Saxman also posed some ‘what if?’ questions. Like, what happens if there’s a seal failure in the turbocharger that sends oil straight into the DPF? Answer: the DPF would plug up rapidly but its backpressure sensors would see it and order a heavy derating of the engine. The driver would have no choice but to pull off the road.
Cat’s on-highway DPF is expected to need cleaning every 300,000 miles.
More “What Ifs?”
And what happens if non-ULSD fuel is inadvertently used in a 2007 motor? International’s Tim Shick told his TMC audience that a tank or two full of 500-ppm fuel won’t do irreparable harm, and other presenters generally agreed. But what if the use of high-sulfur fuel is prolonged?
“What you’ll get is a deterioration of the DPF’s ability to do passive regeneration,” said Kevin Otto of Cummins. That will force more active regenerations and thus more fuel use.
Volvo’s Ed Saxman answered the implicit question that followed: “I’ve heard that it’s about half a gallon or two liters of fuel used in a 20-minute regeneration,” he said.
Caterpillar’s Bob Wessels, a member of the audience in that particular session, stood up to note that “The engine will be flat-out non-compliant with high-sulfur fuel.

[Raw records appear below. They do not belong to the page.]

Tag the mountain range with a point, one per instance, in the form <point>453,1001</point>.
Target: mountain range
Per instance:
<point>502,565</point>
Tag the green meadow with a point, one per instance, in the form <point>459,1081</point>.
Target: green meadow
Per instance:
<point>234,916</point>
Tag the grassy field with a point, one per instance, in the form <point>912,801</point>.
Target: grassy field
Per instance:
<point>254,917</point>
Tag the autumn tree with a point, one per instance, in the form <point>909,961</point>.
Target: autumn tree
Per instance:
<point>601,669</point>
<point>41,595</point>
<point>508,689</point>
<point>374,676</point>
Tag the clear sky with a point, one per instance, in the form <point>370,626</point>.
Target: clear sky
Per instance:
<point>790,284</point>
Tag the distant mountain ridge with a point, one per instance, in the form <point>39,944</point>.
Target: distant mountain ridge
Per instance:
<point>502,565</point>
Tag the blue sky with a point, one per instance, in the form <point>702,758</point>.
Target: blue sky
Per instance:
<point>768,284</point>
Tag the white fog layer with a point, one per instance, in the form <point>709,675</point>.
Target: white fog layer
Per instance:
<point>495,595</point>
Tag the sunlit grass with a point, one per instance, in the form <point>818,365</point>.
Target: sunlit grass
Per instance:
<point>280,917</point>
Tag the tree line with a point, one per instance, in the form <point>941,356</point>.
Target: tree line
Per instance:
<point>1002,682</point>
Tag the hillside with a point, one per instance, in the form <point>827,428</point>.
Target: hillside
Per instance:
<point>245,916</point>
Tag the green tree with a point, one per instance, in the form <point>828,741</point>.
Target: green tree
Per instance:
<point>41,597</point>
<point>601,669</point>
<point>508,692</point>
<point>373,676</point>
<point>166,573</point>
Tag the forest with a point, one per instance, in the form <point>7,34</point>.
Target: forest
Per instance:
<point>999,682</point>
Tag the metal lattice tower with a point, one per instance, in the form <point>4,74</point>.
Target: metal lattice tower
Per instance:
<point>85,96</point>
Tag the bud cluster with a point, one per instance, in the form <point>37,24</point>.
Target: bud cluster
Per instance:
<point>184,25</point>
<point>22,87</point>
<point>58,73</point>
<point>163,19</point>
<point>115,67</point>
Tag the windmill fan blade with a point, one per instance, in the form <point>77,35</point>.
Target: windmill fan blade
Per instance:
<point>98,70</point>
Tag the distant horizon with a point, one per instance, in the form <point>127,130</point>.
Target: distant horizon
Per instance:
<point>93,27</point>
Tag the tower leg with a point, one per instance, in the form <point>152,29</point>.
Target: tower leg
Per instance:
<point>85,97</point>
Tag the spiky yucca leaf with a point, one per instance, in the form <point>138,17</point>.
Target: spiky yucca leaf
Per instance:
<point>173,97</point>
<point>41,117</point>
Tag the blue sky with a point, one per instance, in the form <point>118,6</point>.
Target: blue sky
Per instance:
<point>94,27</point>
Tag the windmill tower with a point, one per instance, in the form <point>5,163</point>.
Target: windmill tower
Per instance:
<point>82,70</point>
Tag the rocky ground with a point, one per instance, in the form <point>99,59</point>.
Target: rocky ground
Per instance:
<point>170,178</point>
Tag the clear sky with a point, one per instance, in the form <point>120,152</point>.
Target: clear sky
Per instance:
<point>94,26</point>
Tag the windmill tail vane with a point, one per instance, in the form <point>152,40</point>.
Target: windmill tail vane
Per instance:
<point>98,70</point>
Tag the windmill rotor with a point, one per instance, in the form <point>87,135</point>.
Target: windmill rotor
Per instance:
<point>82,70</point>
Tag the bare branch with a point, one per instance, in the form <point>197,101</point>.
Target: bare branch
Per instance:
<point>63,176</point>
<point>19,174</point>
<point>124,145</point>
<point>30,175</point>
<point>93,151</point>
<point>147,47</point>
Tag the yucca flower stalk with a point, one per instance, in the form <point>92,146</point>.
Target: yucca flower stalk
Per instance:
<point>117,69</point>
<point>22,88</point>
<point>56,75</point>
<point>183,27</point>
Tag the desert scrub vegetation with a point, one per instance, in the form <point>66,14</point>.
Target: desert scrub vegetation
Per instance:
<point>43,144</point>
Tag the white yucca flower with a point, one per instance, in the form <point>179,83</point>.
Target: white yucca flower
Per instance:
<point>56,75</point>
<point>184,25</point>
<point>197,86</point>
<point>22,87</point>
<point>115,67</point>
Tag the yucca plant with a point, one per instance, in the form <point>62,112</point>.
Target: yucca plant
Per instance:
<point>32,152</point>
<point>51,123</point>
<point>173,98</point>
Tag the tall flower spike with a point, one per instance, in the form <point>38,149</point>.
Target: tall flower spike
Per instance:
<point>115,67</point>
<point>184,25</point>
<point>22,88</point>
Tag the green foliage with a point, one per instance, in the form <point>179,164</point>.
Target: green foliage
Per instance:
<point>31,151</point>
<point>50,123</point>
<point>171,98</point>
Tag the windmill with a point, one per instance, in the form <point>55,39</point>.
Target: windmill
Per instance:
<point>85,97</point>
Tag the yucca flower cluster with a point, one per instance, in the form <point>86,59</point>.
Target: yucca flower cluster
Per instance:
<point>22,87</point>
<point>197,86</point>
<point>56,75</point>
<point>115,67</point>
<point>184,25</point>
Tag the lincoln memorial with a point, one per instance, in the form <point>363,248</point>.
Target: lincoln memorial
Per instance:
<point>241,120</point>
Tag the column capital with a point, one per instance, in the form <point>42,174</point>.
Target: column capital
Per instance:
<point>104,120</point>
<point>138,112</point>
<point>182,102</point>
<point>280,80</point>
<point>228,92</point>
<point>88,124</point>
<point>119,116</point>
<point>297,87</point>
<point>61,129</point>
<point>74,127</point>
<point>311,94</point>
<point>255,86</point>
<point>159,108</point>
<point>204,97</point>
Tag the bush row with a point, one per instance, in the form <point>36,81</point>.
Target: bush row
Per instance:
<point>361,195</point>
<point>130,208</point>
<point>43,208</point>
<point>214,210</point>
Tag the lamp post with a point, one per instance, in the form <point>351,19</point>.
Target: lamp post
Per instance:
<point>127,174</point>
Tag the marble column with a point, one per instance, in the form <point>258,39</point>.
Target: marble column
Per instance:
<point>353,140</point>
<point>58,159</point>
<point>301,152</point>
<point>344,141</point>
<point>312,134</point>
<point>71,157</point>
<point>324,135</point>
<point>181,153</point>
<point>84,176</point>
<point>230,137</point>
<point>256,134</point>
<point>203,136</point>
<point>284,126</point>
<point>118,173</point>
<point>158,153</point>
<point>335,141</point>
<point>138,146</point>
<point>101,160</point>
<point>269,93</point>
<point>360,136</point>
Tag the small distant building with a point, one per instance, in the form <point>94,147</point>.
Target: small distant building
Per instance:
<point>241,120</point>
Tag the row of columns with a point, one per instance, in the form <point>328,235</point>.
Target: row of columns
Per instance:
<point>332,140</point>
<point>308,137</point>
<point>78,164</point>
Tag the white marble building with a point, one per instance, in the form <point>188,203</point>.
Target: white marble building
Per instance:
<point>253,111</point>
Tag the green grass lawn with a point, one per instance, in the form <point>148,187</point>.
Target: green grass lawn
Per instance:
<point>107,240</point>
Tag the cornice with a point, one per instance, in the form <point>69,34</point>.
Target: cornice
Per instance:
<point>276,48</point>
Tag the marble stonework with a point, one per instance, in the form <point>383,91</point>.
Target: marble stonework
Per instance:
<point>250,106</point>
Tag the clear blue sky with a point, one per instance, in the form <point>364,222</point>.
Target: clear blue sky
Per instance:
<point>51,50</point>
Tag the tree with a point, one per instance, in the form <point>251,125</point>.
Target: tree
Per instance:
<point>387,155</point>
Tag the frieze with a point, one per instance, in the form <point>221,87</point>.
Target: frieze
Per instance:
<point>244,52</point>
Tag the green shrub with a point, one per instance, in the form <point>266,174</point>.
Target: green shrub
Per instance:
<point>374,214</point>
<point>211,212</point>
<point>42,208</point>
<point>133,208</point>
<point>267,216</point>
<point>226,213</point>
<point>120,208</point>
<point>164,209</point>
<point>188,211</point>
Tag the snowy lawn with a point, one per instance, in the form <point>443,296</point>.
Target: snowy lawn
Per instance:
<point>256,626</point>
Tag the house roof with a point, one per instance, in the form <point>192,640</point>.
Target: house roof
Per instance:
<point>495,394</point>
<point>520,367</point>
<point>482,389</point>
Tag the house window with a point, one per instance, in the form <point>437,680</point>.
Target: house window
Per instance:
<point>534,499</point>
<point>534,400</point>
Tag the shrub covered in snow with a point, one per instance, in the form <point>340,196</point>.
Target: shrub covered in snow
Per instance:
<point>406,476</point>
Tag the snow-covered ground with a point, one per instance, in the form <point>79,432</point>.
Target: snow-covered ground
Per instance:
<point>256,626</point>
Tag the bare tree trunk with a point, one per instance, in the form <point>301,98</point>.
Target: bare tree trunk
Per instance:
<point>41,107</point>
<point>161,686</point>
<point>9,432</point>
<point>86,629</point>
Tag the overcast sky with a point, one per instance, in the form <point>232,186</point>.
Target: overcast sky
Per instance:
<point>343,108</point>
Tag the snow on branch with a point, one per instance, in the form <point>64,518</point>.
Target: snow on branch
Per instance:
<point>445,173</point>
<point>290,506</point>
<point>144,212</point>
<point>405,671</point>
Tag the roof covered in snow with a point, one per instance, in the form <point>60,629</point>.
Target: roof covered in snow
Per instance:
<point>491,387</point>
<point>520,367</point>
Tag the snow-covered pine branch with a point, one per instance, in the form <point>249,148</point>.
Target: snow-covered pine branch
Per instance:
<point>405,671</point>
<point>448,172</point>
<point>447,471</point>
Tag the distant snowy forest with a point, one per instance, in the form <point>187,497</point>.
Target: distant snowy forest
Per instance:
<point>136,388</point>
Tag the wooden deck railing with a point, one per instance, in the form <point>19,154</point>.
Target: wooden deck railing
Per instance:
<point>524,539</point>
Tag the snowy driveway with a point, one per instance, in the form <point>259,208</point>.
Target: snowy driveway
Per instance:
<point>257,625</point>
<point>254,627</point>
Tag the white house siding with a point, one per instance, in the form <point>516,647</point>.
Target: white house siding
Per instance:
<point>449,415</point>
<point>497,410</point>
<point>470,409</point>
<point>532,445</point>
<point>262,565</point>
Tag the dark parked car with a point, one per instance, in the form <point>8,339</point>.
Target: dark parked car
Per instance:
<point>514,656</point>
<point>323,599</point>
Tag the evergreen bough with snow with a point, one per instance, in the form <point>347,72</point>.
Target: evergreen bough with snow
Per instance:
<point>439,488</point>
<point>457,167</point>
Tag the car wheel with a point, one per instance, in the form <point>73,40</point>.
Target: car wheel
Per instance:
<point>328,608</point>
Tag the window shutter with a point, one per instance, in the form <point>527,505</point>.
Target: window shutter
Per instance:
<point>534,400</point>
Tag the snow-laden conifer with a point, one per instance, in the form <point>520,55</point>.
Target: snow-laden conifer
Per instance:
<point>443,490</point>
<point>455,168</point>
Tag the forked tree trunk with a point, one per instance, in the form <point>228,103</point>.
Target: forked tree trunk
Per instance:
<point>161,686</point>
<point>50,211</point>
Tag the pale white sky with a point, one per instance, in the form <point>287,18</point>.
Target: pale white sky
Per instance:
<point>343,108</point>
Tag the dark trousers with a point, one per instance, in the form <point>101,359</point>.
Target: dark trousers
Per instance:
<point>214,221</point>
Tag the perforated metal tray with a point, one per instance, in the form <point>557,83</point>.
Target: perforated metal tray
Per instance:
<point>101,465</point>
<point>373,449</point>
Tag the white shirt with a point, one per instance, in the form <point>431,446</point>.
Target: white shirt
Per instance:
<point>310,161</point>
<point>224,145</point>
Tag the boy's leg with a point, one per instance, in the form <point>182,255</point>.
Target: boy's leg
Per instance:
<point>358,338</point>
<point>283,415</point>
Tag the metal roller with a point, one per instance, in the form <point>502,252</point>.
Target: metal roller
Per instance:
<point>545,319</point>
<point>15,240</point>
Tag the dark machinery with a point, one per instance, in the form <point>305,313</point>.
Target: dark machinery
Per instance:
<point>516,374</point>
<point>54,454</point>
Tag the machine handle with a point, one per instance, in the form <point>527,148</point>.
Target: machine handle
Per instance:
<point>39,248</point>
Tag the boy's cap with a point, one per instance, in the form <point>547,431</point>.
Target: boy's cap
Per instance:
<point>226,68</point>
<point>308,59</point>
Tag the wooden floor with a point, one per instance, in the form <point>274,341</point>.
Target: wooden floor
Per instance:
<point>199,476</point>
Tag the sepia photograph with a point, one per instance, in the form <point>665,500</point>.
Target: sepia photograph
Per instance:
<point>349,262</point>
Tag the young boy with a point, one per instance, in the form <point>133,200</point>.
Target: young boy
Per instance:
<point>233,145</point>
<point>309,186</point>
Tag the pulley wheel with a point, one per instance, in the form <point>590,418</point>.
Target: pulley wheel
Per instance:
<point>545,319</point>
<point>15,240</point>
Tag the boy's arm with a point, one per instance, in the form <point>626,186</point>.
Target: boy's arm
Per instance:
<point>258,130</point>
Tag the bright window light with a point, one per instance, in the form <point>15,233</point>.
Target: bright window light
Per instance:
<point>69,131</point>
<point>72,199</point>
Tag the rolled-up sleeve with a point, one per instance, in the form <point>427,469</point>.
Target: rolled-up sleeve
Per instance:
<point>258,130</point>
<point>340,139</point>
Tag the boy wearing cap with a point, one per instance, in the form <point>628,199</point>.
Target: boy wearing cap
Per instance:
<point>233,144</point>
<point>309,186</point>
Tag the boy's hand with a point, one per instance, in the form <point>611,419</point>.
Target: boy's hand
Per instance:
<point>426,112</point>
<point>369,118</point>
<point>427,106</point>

“The ability of the system to regenerate will get real bad real quickly,” he said forcefully. “I’m not sure how quickly, but not long.”
The bottom line here is that a 2007-model diesel engine will indeed be a more complicated piece of machinery even if not too much has changed at first glance. Its particulate filter will demand routine, if not terribly expensive, attention, and worse yet, it also seems likely they’ll demand some training for drivers as well.